Она была в черном. Простое платье с длинными рукавами и высоким воротом не оживляли никакие украшения, ни брошь, ни ожерелье. На этом мрачном фоне выделялись руки, сложенные на груди, и бледный овал лица, походивший на камею. Казалось, и лицо, и руки высечены из какого-то полупрозрачного материала, из которого вырезают геммы.
Единственным цветным штрихом были ее волосы и глаза, тоже бледного оттенка. Тускло-золотистые пряди, разделенные посредине пробором, уходили от лба двумя сверкающими крылами – прическа столь же простая, как фасон ее платья. Светло-серые глаза выглядели почти прозрачными.
Однако никакой эпитет не передаст странного, почти неземного сияния, исходившего от ее волос и глаз.
В этой женщине чувствовались спокойствие и уверенность, чуть ли не властность, необычная для такой молодой особы, а также острый ум.
Ее появление сильно меня взволновало.
Холмс быстро пришел в себя и, отодвинув от стола стул, предложил ей сесть.
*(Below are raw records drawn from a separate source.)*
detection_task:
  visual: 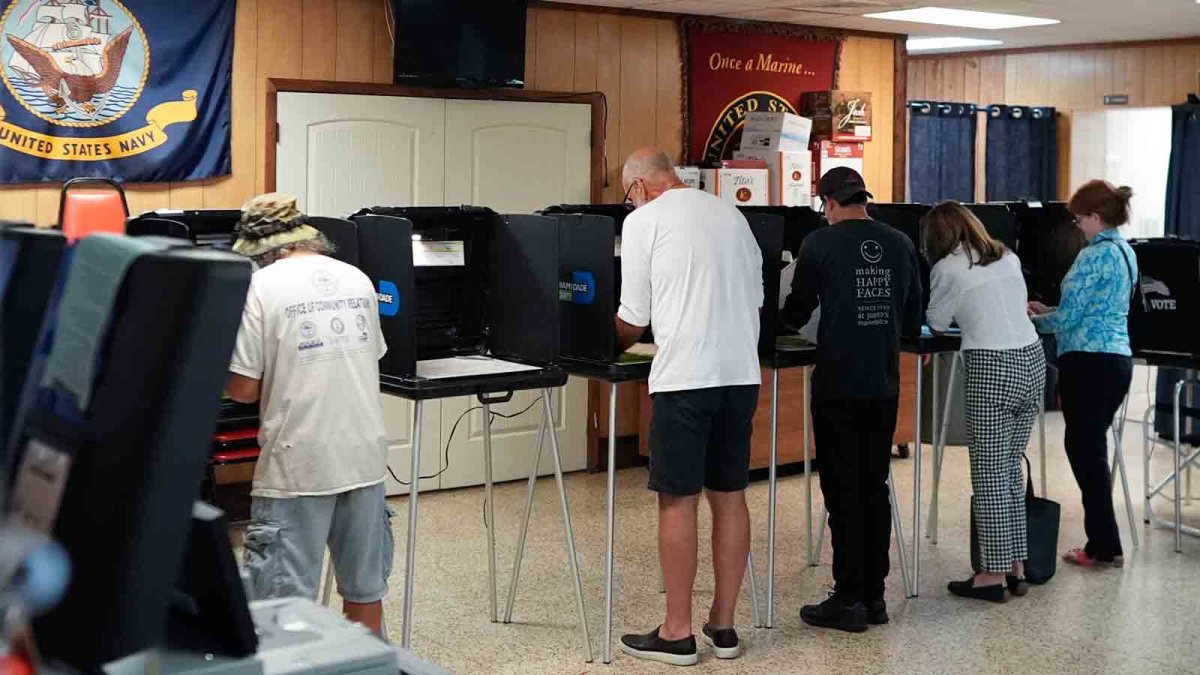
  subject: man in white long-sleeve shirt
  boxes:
[617,148,774,665]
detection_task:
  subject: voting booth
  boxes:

Должен признаться, что только через несколько минут, когда я и сам уселся, ко мне вернулась способность воспринимать вопросы, которые задавал ей Холмс. И даже тогда моим вниманием время от времени полностью завладевала мисс Батлер.
Она замерла, положив на стол руки. Ее бледное спокойное лицо было обращено к Холмсу. Женщина не замечала ни меня, ни инспектора Нидема, который, усевшись рядом со мной, слушал беседу, улыбаясь с видом человека, который уже слышал все это раньше и не ожидает узнать ничего нового.